M. A. Astaburuaga, Ph. Briet, V. Bruneau, C. Fernandez, G. Raikov
Dynamical resonances and SSF singularities for a magnetic
Schroedinger operator
(427K, pdf)
ABSTRACT. We consider the Hamiltonian $H$ of a 3D spinless non-relativistic
quantum particle subject to parallel constant magnetic and
non-constant electric field. The operator $H$ has infinitely many
eigenvalues of infinite multiplicity embedded in its continuous
spectrum. We perturb $H$ by appropriate scalar potentials $V$ and
investigate the transformation of these embedded eigenvalues into
resonances.
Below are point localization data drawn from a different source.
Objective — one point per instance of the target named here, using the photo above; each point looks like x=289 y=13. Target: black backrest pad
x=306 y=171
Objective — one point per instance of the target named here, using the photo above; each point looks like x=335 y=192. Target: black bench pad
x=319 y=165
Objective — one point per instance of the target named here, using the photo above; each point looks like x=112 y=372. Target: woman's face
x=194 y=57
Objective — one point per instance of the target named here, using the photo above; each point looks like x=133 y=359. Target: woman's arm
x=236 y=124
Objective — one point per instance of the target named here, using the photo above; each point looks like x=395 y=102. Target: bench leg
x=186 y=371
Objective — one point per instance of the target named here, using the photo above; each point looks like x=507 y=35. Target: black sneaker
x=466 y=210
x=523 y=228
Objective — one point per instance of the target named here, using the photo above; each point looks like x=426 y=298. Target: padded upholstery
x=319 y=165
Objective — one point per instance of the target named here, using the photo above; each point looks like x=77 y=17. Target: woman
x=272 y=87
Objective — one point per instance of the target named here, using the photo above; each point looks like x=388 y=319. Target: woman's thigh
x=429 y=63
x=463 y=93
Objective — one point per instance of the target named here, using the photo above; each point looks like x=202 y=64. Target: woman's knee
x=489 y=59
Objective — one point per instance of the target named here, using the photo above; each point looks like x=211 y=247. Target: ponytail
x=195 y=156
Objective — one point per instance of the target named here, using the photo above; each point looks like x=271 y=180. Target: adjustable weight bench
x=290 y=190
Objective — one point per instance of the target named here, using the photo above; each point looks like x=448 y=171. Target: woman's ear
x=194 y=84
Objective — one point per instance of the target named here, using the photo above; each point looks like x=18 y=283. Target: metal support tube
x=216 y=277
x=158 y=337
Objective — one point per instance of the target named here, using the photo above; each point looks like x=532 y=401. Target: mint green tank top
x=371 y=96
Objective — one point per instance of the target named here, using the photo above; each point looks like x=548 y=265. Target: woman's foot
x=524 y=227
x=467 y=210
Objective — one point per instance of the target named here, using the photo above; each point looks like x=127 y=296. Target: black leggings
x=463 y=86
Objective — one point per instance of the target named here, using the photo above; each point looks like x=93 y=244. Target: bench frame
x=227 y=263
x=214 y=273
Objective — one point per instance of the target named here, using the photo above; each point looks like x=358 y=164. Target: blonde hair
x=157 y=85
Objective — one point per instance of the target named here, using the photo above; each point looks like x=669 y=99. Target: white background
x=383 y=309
First, we assume that the electric potentials are
dilation-analytic with respect to the variable along the magnetic
field, and obtain an asymptotic expansion of the resonances as the
coupling constant $\varkappa$ of the perturbation tends to zero.
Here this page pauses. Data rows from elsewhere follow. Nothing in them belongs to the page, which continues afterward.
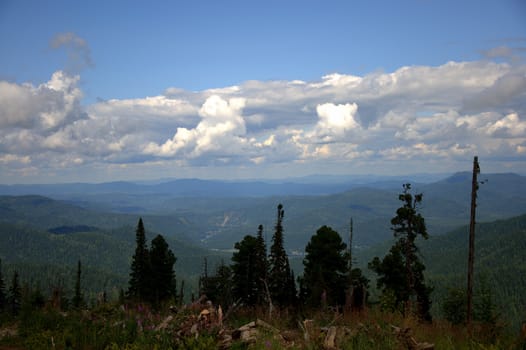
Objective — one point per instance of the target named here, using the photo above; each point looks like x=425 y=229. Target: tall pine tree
x=14 y=298
x=244 y=269
x=139 y=284
x=261 y=273
x=3 y=298
x=326 y=269
x=162 y=260
x=402 y=261
x=280 y=279
x=78 y=301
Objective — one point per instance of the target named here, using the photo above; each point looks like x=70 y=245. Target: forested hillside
x=499 y=264
x=45 y=245
x=218 y=221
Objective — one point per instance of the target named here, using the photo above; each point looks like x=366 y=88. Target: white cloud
x=336 y=120
x=436 y=114
x=221 y=130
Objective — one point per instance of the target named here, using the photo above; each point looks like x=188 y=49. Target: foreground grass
x=116 y=327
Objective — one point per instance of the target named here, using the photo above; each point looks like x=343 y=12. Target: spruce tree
x=14 y=298
x=326 y=268
x=77 y=298
x=245 y=283
x=139 y=284
x=401 y=272
x=261 y=265
x=162 y=260
x=3 y=298
x=279 y=279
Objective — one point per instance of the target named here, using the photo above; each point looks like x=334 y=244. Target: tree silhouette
x=14 y=298
x=325 y=269
x=3 y=297
x=77 y=298
x=280 y=280
x=163 y=282
x=401 y=272
x=139 y=284
x=245 y=280
x=261 y=266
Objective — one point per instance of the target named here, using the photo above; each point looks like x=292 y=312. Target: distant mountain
x=499 y=260
x=43 y=239
x=220 y=221
x=310 y=185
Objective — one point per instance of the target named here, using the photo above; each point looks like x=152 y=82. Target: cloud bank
x=415 y=119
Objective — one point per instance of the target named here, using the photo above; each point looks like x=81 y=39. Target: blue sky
x=109 y=90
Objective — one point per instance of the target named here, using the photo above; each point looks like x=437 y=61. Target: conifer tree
x=401 y=272
x=14 y=298
x=139 y=284
x=326 y=268
x=3 y=298
x=162 y=260
x=77 y=298
x=261 y=265
x=279 y=278
x=245 y=283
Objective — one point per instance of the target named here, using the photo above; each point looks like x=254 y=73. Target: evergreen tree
x=14 y=298
x=162 y=260
x=218 y=287
x=245 y=282
x=77 y=298
x=139 y=284
x=3 y=298
x=261 y=265
x=279 y=278
x=401 y=272
x=325 y=269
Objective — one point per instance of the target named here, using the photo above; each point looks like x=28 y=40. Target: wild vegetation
x=254 y=291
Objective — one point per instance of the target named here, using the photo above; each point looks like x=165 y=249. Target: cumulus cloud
x=437 y=114
x=336 y=120
x=78 y=51
x=46 y=106
x=221 y=130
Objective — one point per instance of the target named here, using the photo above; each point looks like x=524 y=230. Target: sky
x=95 y=91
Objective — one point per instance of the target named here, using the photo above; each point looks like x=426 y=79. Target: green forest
x=71 y=278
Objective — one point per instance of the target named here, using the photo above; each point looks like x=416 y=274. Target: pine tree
x=279 y=279
x=3 y=298
x=162 y=260
x=78 y=301
x=326 y=268
x=14 y=298
x=401 y=272
x=245 y=283
x=261 y=266
x=218 y=287
x=139 y=284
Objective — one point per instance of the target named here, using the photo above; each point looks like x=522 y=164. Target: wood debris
x=405 y=337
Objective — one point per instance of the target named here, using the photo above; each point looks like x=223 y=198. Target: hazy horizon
x=259 y=90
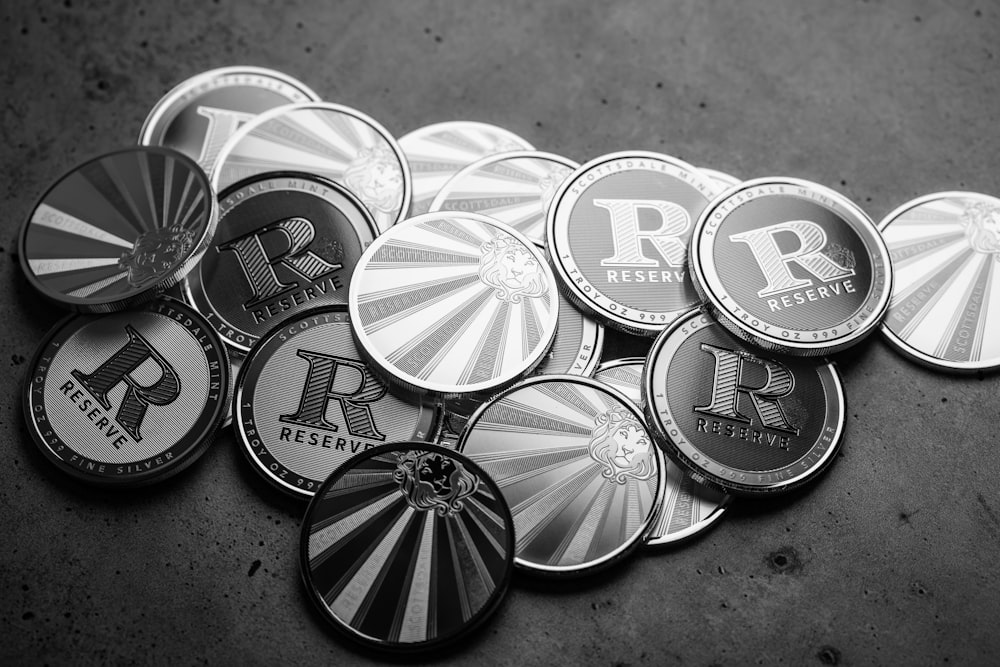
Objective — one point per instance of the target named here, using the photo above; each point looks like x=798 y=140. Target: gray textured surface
x=891 y=558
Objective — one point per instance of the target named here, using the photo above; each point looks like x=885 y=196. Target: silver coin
x=130 y=398
x=118 y=230
x=285 y=243
x=688 y=507
x=437 y=152
x=198 y=115
x=945 y=306
x=791 y=266
x=515 y=188
x=740 y=422
x=306 y=403
x=578 y=468
x=446 y=304
x=329 y=140
x=618 y=233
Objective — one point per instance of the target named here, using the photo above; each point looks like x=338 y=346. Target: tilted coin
x=688 y=507
x=515 y=188
x=945 y=306
x=437 y=152
x=723 y=179
x=198 y=115
x=307 y=402
x=407 y=547
x=740 y=421
x=577 y=466
x=328 y=140
x=791 y=266
x=130 y=398
x=618 y=233
x=453 y=303
x=118 y=229
x=286 y=242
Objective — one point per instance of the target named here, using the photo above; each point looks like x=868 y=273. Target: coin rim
x=438 y=200
x=408 y=385
x=681 y=450
x=152 y=130
x=188 y=284
x=128 y=480
x=709 y=286
x=462 y=631
x=623 y=550
x=243 y=417
x=135 y=297
x=567 y=284
x=271 y=114
x=896 y=341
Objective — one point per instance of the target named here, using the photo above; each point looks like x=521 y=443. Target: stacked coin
x=417 y=335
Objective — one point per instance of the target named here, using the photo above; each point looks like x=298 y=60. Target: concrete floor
x=890 y=559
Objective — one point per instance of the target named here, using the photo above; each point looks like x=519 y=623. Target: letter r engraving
x=259 y=267
x=324 y=371
x=138 y=397
x=626 y=234
x=774 y=264
x=729 y=382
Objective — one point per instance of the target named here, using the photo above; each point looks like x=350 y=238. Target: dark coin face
x=688 y=508
x=437 y=152
x=201 y=113
x=307 y=403
x=452 y=303
x=577 y=466
x=285 y=243
x=514 y=188
x=129 y=398
x=618 y=234
x=407 y=547
x=118 y=230
x=944 y=249
x=792 y=266
x=329 y=140
x=738 y=420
Further, under the assumption that the Fermi Golden Rule holds
true, we deduce estimates for the time evolution of the resonance
states with and without analyticity assumptions; in the second
case we obtain these results as a corollary of suitable Mourre
estimates and a recent article of Cattaneo, Graf and Hunziker
\cite{cgh}. Next, we describe sets of perturbations $V$ for which
the Fermi Golden Rule is valid at each embedded eigenvalue of $H$;
these sets turn out to be dense in various suitable topologies.
Finally, we assume that $V$ decays fast enough at infinity and is
of definite sign, introduce the Krein spectral shift function for
the operator pair $(H+V, H)$, and study its singularities at the
energies which coincide with eigenvalues of infinite multiplicity
of the unperturbed operator $H$.